The idea is to ultimately summarize (take the mean) of each variable per country-year:
cols = sapply(WVS, is.numeric)
cols = names(cols)[cols]
dfclevel= df[, lapply(.SD, mean, na.rm=TRUE), .SDcols = cols, by=matchcode]
In the end I tried to switch it around to circumvent the NA's;
df <- as.data.frame(df)
as.numeric.factor <- function(x) {as.numeric(levels(x))[x]}
df[] = lapply(df, as.numeric.factor)
cols = sapply(df, is.numeric)
cols = names(cols)[cols]
df[df < 0] <- NA
df <- df[,colMeans(is.na(df)) <= 0.999]
df <- data.table(df)
dfclevel = df[, lapply(.SD, mean, na.rm=TRUE), .SDcols = cols, by=matchcode]
but then I get:
> dfclevel = df[, lapply(.SD, mean, na.rm=TRUE), .SDcols = cols, by=matchcode]
Error in `[.data.frame`(df, , lapply(.SD, mean, na.rm = TRUE), :
unused arguments (.SDcols = cols, by = matchcode)
> df <- data.table(df)
> dfclevel = df[, lapply(.SD, mean, na.rm=TRUE), .SDcols = cols, by=matchcode]

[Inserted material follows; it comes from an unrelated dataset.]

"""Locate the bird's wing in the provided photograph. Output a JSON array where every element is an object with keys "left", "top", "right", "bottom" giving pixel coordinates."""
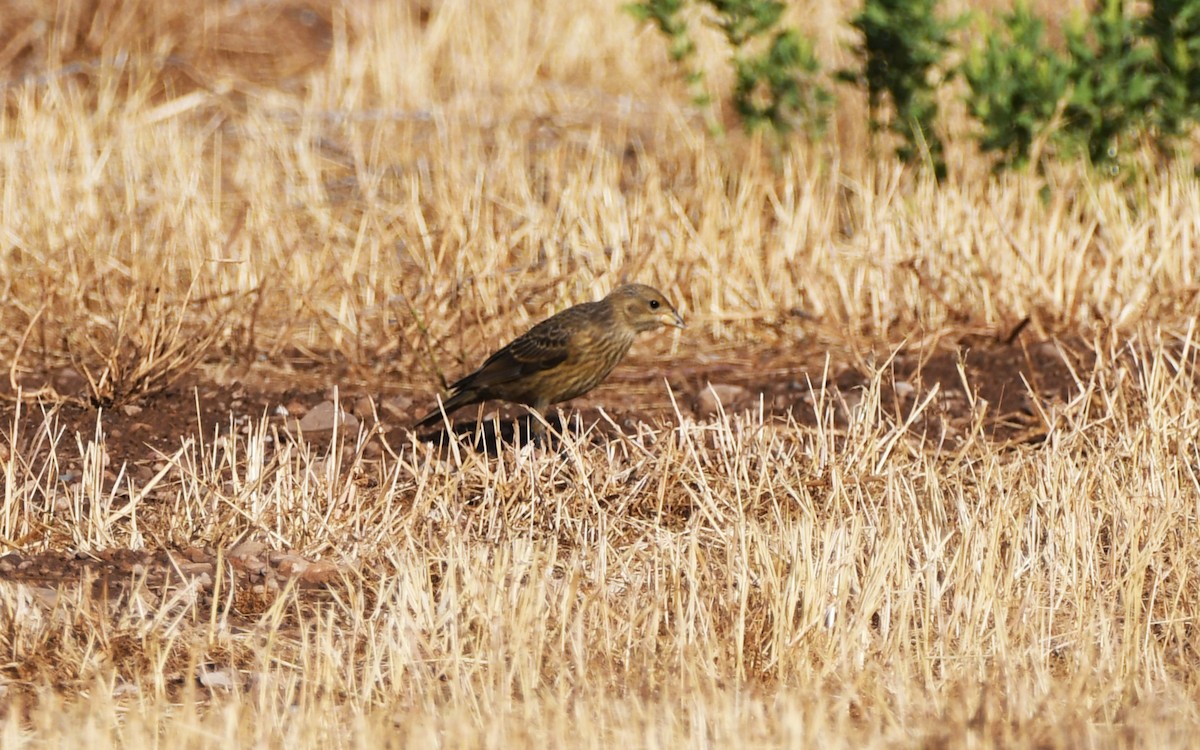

Error in `[.data.table`(df, , lapply(.SD, mean, na.rm = TRUE), :
Some items of .SDcols are not column names (or are NA)
I tried without .SDcols=cols
, then I get:
> df <- as.data.frame(df)
> as.numeric.factor <- function(x) {as.numeric(levels(x))[x]}
> df[] = lapply(df, as.numeric.factor)
Error in `[<-.data.frame`(`*tmp*`, , value = list(matchcode = c(NA_real_, :
replacement element 6 has 717 rows, need 720
In addition: Warning message:
In FUN(X[[i]], ...) : NAs introduced by coercion
> df <- data.table(df)
> dfclevel = df[, lapply(.SD, mean, na.rm=TRUE), by=matchcode]
Error in gmean(S009, na.rm = TRUE) :
Type 'character' not supported by GForce mean (gmean) na.rm=TRUE. Either add the prefix base::mean(.) or turn off GForce optimization using options(datatable.optimize=1)
I have been struggling with this issue for so long, some help would truly be appreciated.